2 juin 2009

[Le Monde] Décomplexés, les intégristes catholiques font une démonstration de force à Paris - 02.06.2009

SOURCE

Premier mystère glorieux : la Résurrection". La voix féminine poursuit sa lecture, et ses paroles accompagnent l'entrée du "chapitre" d'Anjou dans les rues de Paris. Sous les étendards de leur région et des drapeaux bleu-blanc-rouge frappés du Sacré-Coeur, plusieurs milliers de fidèles catholiques de la Fraternité Sacerdotale Saint Pie X (FSSPX) achèvent, lundi 1er juin, leur traditionnel pèlerinage de Pentecôte Chartres-Paris. Alternant chants et prières en français ou en latin, les pèlerins traversent, sous les regards incrédules et les coups de Klaxon agacés, les beaux quartiers, avant d'assister devant les Invalides à une messe en plein air.

Mis en avant par Benoît XVI en janvier avec la levée de l'excommunication des quatre évêques de la FSSPX, dont le négationniste Richard Williamson, le mouvement schismatique fondé par Mgr Lefebvre se livre à sa démonstration de force annuelle de manière décomplexée. Le geste du pape, qui à l'issue de "discussions doctrinales" espère ramener la Fraternité dans l'Eglise, semble l'avoir confortée dans son choix d'une tradition intransigeante. En dépit de "l'affaire Williamson", que les fidèles s'emploient à minimiser, son image "s'est améliorée", affirment les fidèles. "Nous sommes un peu moins insultés par les autres catholiques", assure Perrine, une mère de quatre enfants, venue des Yvelines.

PROVOCATION

"L'évidente volonté du Saint-Père à composer avec nous rend les évêques et les prêtres plus conciliants", reconnaît aussi l'abbé François de Champeaux. Mais, comme nombre de ses ouailles, ce prieur de la Fraternité à Bergerac reste convaincu qu'entre Rome et eux "les divergences sont irréconciliables" et qu'au fond seule "la prière" y pourra quelque chose.

De fait, dans le cortège, les critiques sur les orientations du concile Vatican II, à l'origine de ce courant, ne faiblissent pas. "Des sacrements dévalorisés", "une liturgie au rabais", "un catéchisme de récréation", "un syncrétisme déplacé", "des églises vides" : telle est la vision qu'ont ces fidèles de "l'Eglise moderne". "Mettre toutes les religions sur le même plan, célébrer des messes n'importe comment, tout cela m'est apparu insupportable, et j'ai rejoint la tradition il y a dix ans", témoigne Didier Deltenre, un fidèle belge de 54 ans. "Même des théologiens conciliaires commencent à reconnaître ces difficultés", assure l'abbé parisien Alain Lorans, qui partage avec les fidèles la conviction que "c'est à l'Eglise conciliaire de revenir à la tradition et non l'inverse".

"Français et catholiques toujours", entonnent avec force les pèlerins à intervalle régulier.
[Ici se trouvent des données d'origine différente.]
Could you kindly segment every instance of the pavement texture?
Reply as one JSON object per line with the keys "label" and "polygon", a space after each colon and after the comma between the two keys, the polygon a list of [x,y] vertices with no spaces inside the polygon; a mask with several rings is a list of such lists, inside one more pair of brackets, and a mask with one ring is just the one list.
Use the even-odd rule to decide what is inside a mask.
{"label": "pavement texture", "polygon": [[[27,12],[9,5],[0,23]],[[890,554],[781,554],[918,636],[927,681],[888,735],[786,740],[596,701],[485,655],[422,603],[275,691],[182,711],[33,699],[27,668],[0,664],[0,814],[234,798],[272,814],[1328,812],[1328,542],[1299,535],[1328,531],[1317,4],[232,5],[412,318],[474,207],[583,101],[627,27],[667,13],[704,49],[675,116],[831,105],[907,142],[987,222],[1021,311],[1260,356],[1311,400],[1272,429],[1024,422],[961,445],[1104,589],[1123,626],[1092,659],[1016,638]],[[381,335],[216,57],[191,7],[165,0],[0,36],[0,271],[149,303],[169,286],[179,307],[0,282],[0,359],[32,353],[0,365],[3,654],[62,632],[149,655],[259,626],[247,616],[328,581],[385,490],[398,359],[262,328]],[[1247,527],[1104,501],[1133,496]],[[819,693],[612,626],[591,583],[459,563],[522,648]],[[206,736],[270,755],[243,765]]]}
L'espérance des intégristes catholiques est de voir l'avènement "d'un pape et de gouvernants vraiment catholiques", comme l'explique l'abbé de Champeaux.

Pourfendeurs des "droits de l'homme", beaucoup assurent que le respect du Décalogue devrait suffire. "Les Etats doivent suivre la loi de Dieu, or ils ne le font pas lorsqu'ils autorisent l'avortement", regrette le frère Jean-Benoit, chef d'un groupe de scouts marins à Saint-Malo. "Sans regret" pour la monarchie française, le religieux de 30 ans, estime néanmoins que " ce régime voulu et permis par Dieu correspondait à cette conception". Le retour à la morale et à la loi naturelle leur apparaît d'autant plus nécessaire qu'un "autre Dieu a de plus en plus droit de cité en France", souligne aussi Jean-Marc Delabrière, un Normand de 40 ans, dans une allusion à l'islam jugé "oppressant".

Le 29 juin, le petit monde lefebvriste, estimé à 150 000 personnes, donnera à nouveau de la voix. Dans un geste qui pourrait apparaître comme une provocation à nombre de catholiques conciliaires, le supérieur Mgr Bernard Fellay ordonnera huit prêtres à Ecône (Suisse), alors même que le Vatican n'a toujours pas donné de statut canonique aux évêques.